During Peter King's recent Monday Morning Quarterback, the NFL Insider wrote:
5. I think this thought occurred to me while watching Carson Palmer struggle in the first quarter of the season: He's owed $53 million over the next four years, but whether there's a salary cap next year or not, the Bengals could cut him and not have a dime count against a cap.
Interesting that the thought occurring to Peter King happened during Palmer's best performance since crushing the Chicago Bears on October 25, 2009 where he recorded four touchdowns in the first half alone. Refusing to bite into another week of questioning the future with Carson Palmer, I won't say anything about value, cost against overall production.
POWER RANKINGS ARISE! SB Nation ranks the Bengals 19th.
PASS, RUN, PASS, RUN. ESPN's James Walker writes:
In running the Bengals' offense, should Cincinnati be a run-first team or a pass-first team in 2010? This is a question Marvin Lewis, Bratkowski & Co. can't seem to figure out through the first four games.
The truth is, Cincinnati is slowly returning to their passing roots, having called a pass play on 60% of the 276 offensive snaps through the season's first four games. True, Cincinnati faced an uphill battle that forced them to pass the football 51 times against the Patriots. Having a deficit throughout most of the game against Cleveland forced the Bengals to unbalance their attack to be passing heavy. While it could be an indication of the team's overall philosophical change, passing a lot when you're losing isn't uncommon.
|Opponent||Total Plays||Called Runs||Called Passes|
|@ New England||76||25||51|
I believe deep down that Cincinnati's effort to be a run-first team is honorable. But it's also becoming somewhat obsessive in that the philosophy isn't working like it did last year. What's wrong with just doing whatever it takes to win the game? No huddle. Pass like crazy to setup the run. If that doesn't work, you could, oh I don't know, adjust?
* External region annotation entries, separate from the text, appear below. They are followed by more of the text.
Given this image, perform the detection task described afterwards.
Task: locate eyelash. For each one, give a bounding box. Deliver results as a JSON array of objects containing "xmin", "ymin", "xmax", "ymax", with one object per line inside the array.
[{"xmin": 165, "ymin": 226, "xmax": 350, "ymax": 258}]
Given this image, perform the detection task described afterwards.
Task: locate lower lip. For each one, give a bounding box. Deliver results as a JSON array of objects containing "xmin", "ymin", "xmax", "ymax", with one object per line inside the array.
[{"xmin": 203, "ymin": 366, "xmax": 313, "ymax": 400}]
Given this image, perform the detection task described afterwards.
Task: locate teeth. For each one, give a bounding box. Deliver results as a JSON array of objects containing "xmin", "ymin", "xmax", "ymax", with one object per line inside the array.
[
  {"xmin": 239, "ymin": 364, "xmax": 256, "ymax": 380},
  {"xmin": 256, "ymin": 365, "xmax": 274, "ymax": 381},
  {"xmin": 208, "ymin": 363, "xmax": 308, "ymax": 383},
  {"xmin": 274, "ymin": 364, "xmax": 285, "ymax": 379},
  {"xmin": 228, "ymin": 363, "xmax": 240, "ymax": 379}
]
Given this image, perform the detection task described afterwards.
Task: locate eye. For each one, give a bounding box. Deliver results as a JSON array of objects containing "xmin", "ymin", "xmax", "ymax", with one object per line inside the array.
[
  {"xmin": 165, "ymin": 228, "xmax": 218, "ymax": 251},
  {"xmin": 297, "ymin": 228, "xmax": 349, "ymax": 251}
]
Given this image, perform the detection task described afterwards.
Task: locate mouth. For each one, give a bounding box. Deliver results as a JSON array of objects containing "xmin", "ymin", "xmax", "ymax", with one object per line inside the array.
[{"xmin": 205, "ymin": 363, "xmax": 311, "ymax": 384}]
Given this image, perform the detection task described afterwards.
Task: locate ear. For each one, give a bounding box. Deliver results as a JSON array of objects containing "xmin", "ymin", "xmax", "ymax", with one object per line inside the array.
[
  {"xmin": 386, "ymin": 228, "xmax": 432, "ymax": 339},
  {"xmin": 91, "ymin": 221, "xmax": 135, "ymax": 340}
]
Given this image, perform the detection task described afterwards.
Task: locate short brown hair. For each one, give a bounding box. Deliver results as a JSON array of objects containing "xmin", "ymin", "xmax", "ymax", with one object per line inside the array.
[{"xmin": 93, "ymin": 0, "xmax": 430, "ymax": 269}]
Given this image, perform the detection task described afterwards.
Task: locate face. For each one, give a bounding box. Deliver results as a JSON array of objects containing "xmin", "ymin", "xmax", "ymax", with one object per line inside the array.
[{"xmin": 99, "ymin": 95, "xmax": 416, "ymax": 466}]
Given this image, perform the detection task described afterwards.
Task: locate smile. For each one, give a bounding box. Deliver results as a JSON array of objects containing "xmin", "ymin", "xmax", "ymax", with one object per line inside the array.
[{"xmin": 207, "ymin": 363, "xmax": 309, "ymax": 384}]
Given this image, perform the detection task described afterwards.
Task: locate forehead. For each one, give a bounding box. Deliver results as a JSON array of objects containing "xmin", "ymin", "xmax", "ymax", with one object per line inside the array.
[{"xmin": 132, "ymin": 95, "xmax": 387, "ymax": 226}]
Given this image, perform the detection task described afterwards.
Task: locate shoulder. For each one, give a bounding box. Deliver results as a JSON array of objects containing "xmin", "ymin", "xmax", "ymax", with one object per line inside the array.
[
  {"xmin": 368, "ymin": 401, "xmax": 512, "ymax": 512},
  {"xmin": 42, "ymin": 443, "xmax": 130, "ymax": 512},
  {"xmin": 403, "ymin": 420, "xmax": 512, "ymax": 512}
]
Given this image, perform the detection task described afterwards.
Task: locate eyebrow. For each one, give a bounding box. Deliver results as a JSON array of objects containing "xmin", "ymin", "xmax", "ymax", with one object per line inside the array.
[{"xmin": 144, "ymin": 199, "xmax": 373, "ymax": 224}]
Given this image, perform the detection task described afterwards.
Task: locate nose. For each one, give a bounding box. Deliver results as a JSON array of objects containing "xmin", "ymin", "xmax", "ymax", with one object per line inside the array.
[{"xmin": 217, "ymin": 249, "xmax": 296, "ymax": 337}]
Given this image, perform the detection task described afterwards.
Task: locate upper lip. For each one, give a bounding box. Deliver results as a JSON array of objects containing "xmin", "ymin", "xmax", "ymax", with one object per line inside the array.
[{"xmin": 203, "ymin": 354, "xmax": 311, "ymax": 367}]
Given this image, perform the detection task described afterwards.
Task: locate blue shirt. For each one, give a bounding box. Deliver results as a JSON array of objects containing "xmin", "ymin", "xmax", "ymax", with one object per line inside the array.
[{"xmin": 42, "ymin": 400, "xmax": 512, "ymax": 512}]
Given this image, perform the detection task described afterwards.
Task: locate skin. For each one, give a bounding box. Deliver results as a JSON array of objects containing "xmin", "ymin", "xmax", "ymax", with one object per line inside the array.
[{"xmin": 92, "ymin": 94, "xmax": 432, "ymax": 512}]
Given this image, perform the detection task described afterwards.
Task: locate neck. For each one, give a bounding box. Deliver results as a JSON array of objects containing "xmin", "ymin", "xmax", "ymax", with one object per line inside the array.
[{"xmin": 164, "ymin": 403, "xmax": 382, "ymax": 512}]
CINCINNATI'S OFFENSE IS SLOWLY REBUILDING, HOWEVER. After Cincinnati's explosive performance against the Browns, the offense jumped five spots, ranked as the 10th best offense and the sixth best passing offense in the NFL. With two performances of 400 yards or more, and only one performance below 300 yards, the Bengals offense is slowly making their return.
Therefore, it's time to reevaluate things. One, while Cincinnati's offense is improving, their Red Zone offense is a complete wreck. Moving the football between the 20s with ease does nothing for you when you're averaging 19.8 points/game. It's almost like we're the New Orleans Saints, who are tied with the Bengals with points scored and are ranked worse than the Bengals in total offense. Bet you didn't see that coming.
The second thing to reevaluate: Cincinnati is an average football team right now. Maybe it's time to lower expectations with a quarter of the season in the books.
MARVIN LEWIS TAKES EXCEPTION. Bengals head coach Marvin Lewis took exception on Chinedum Ndukwe's hit on Ben Watson that drew a personal foul.
“I don’t think Chinedum’s was an error. You just have to keep coaching them within the rules, in which Chinedum hit him within the rules, Lewis said. “He was in the numbers, it wasn’t with his helmet and so that’s all you can do. It wasn’t even his shoulder. That’s all you can do, is just keep trying to do it the right way. Those guys try to tackle with their arms as much as they can but if they have to take the guy out low they have to take him out low, but they don’t want to risk themselves. You just have to keep going.”